Оказалось, на даче все спокойно.
Обратно бежал уже в хорошем настроении. Мне через день играть, а я два теста Купера прошел! Но на поле вышел и чуть ли не лучшим был! Получилось так, что благодаря кроссу я снял стресс.
Если бы Бесков об этом узнал, думаю, из команды бы не отчислил, но выволочку бы устроил. Наверняка сказал бы: «Ты, Бубнов, ставишь себя выше коллектива». Это была его коронная фраза. И мог добавить: «Как Ловчев». Он почему-то в такие моменты всегда Евгения Ловчева вспоминал. Видимо, Женя ему в печенках засел, и когда надо было кому-то объяснить, что тот плохой, сравнивал с Ловчевым.
Откуда это пошло?
До Бескова ведущие игроки вели себя как тренеры. Все себе позволяли. Николай Петрович Старостин это поощрял. А когда Бесков появился и установил свою диктатуру, вольнице пришел конец. Кто не принял новые правила игры, был из команды отчислен. И Старостин ничего не смог сделать, хотя воспринимал Бескова как хунту.
Старостин называл Бескова «диктатором в бархатных перчатках». Лобановский был для него просто «диктатором», а Бесков — «в бархатных перчатках». Я хорошо запомнил эту фразу. Речь, конечно, не о Бескове-тренере, а о Бескове-человеке. Его порядки противоречили спартаковским традициям. При Бескове главный тренер стал богом. Старостин же считал, что он один из членов коллектива, где все решается сообща. Для Бескова же это было полной ересью.
Вслед за Бесковым пришел Олег Романцев. Человек, который отодвинет от руководства Деда и превратит «Спартак» в свою частную лавочку. Но в 1989 году это был еще не слишком уверенный в своих силах начинающий тренер.
Я мог попасть в «Спартак» не в 27 лет, а гораздо раньше. Но не попал из-за Деда, Николая Петровича Старостина.

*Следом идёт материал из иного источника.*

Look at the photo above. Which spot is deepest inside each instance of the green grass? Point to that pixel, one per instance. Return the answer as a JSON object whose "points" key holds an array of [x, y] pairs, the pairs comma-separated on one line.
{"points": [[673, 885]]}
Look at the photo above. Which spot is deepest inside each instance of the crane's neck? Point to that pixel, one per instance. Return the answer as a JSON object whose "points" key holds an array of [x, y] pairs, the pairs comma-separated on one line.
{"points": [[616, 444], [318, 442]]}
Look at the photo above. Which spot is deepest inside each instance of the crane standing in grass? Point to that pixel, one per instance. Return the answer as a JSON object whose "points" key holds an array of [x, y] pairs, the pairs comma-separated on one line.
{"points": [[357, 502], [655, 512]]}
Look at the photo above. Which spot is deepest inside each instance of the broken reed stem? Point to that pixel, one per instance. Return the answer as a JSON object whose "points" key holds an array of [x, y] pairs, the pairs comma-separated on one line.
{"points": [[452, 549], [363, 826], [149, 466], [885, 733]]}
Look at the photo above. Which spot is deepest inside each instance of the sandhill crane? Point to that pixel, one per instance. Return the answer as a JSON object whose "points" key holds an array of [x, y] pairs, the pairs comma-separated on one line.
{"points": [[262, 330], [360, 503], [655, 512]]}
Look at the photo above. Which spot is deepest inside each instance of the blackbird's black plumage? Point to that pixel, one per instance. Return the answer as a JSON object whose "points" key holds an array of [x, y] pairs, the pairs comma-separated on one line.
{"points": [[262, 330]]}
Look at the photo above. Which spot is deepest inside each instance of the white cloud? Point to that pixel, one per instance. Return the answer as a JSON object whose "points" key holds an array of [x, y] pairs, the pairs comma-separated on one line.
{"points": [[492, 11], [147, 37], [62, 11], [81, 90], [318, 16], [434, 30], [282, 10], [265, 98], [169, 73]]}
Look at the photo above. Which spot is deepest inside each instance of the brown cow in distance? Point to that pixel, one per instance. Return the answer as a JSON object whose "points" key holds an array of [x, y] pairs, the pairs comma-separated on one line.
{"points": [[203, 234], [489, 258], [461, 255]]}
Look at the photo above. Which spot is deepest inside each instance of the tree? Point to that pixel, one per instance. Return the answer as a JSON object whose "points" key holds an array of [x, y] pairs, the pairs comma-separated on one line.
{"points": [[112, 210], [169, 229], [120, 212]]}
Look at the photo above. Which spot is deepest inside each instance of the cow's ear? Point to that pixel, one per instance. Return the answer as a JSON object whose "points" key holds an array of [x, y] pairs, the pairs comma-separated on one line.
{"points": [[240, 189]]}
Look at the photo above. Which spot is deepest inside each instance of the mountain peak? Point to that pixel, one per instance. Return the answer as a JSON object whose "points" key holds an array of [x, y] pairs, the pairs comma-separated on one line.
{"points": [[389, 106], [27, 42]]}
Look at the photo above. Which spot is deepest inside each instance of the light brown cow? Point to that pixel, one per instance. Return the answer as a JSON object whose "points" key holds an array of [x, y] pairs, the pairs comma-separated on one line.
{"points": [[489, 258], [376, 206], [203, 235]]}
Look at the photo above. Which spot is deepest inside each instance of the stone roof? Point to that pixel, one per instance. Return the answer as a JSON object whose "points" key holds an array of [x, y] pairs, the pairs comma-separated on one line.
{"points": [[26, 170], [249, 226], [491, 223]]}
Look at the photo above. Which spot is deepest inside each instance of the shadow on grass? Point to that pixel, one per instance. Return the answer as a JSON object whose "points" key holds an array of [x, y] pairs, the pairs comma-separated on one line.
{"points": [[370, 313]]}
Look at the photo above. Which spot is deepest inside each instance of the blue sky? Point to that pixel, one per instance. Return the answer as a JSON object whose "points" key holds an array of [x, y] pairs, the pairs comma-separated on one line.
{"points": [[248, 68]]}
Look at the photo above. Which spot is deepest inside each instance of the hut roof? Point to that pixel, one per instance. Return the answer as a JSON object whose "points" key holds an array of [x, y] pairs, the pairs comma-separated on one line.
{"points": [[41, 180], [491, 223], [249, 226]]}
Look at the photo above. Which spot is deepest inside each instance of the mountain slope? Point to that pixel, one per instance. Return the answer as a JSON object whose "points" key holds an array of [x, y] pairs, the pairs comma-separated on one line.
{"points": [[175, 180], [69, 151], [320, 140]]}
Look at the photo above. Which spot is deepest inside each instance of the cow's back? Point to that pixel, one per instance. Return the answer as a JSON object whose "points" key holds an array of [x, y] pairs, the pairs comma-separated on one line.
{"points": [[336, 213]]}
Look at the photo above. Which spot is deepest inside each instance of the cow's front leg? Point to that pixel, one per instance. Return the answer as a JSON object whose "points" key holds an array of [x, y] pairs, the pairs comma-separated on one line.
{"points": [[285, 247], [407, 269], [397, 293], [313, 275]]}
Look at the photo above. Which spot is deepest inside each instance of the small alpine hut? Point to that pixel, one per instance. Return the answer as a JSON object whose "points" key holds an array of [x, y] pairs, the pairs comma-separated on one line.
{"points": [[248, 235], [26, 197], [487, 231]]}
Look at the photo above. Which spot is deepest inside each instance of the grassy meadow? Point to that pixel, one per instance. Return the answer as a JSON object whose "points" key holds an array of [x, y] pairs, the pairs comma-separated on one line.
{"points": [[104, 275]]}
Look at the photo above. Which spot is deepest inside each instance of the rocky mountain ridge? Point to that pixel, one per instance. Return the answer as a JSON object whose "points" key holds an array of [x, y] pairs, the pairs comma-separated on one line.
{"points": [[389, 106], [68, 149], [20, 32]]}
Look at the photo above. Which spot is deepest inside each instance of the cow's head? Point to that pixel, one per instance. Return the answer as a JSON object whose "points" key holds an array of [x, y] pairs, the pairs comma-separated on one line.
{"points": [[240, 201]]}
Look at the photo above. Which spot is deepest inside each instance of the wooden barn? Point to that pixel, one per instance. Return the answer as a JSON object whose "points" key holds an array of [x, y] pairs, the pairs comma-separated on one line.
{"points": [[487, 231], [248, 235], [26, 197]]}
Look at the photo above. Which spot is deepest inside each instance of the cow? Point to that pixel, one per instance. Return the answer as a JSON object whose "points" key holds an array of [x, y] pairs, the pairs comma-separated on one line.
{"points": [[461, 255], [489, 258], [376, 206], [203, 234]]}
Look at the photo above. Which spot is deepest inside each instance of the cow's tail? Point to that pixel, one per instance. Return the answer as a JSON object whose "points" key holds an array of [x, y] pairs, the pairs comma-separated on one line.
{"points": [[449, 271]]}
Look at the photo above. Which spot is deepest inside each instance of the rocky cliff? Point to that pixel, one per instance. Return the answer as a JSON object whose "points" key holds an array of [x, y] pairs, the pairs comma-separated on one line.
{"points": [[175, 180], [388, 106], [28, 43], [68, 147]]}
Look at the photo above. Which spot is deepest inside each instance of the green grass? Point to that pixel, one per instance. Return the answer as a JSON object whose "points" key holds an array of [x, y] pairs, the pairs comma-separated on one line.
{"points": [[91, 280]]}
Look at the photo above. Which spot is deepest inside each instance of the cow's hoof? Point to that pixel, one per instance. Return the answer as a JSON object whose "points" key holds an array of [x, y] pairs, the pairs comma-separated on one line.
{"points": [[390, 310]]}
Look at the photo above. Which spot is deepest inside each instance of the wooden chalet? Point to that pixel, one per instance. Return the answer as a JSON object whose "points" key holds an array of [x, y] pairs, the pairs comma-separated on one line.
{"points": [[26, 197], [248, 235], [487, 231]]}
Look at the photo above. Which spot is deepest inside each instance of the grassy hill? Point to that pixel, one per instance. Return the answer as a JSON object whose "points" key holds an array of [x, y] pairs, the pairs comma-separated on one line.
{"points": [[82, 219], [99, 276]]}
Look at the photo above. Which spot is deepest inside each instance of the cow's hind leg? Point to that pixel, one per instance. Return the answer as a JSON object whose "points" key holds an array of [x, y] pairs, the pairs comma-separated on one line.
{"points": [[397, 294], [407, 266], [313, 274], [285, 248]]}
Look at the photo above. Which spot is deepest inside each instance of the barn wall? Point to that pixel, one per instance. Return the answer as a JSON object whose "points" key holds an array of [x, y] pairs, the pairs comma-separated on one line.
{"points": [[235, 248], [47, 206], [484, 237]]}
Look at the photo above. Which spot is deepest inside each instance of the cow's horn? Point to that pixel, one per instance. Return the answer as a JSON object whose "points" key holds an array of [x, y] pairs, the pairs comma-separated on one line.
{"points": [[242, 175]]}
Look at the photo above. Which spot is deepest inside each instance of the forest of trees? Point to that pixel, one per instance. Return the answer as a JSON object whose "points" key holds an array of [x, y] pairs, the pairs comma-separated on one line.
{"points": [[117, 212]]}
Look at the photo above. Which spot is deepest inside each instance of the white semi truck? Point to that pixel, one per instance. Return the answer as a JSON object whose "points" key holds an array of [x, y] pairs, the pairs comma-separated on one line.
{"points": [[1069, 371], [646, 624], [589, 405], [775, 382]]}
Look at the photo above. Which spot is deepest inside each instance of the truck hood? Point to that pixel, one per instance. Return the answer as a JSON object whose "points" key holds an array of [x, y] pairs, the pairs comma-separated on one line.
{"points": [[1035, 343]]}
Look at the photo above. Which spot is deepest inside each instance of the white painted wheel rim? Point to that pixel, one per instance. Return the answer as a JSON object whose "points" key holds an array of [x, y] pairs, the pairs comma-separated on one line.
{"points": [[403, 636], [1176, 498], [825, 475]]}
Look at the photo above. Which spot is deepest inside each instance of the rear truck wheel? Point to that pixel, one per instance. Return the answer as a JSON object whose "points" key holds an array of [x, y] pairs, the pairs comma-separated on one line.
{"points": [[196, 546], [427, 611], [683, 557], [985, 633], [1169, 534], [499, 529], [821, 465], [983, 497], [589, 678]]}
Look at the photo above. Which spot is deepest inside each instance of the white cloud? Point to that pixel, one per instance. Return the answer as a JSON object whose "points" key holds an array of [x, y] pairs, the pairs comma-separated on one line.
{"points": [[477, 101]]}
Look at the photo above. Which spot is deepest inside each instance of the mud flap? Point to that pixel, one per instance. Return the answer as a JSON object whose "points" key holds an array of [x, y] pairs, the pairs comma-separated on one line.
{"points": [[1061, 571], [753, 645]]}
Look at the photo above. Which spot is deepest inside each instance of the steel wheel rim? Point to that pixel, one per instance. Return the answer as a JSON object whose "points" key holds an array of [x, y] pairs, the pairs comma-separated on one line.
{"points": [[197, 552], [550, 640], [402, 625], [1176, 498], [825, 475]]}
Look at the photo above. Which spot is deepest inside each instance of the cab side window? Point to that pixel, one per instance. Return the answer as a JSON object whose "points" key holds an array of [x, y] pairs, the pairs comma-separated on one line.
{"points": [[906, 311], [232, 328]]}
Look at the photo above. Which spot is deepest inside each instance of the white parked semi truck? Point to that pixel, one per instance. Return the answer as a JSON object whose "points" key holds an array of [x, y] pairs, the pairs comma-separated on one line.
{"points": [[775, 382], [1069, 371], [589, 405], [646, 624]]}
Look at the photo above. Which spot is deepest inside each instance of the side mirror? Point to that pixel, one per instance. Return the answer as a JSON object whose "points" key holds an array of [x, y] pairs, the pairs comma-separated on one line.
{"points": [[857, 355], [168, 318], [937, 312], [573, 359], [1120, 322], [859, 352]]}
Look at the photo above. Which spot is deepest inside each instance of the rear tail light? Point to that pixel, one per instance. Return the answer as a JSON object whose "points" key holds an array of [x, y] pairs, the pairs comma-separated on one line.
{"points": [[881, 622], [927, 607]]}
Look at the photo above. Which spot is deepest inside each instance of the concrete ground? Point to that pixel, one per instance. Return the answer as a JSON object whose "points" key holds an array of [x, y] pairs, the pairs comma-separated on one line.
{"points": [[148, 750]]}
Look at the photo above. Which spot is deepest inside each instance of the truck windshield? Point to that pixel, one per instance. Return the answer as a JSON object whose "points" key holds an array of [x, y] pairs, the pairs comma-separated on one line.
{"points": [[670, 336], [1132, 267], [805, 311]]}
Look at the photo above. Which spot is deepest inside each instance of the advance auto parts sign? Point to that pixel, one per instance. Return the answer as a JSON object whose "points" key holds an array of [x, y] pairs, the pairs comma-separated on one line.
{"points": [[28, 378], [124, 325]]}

А дело было после турнира юношеских команд в Сан-Ремо в 1972 году. На нем мы заняли первое место, а я забил голы в полуфинале и финале.
Старший тренер сборной Евгений Иванович Лядин хотел рекомендовать меня в «Торпедо», но, узнав, что я болею за «Спартак», дал мне телефон Старостина. Мы жили тогда в Орджоникидзе. Пошли с отцом на главпочтамт и позвонили Старостину.
Дед долго не мог понять, зачем ему звонит какой-то Бубнов. Как я догадался, Лядин ему обо мне так и не рассказал. В общем, разговора не получилось. Спустя годы я спросил Деда, помнит ли он, как не взял меня в «Спартак». Дед, как всегда, выждал минуту, рассмеялся и сказал: «Ни хера не помню!»
В Орджоникидзе основным источником информации было радио. Телевизоров почти не было, книг тоже не хватало. Кто такой Старостин, я почти не представлял. Так, слышал что-то. Яшина видел, а вот Старостина… Он же был начальником команды, а не футболистом. И историю его жизни мало кто тогда знал.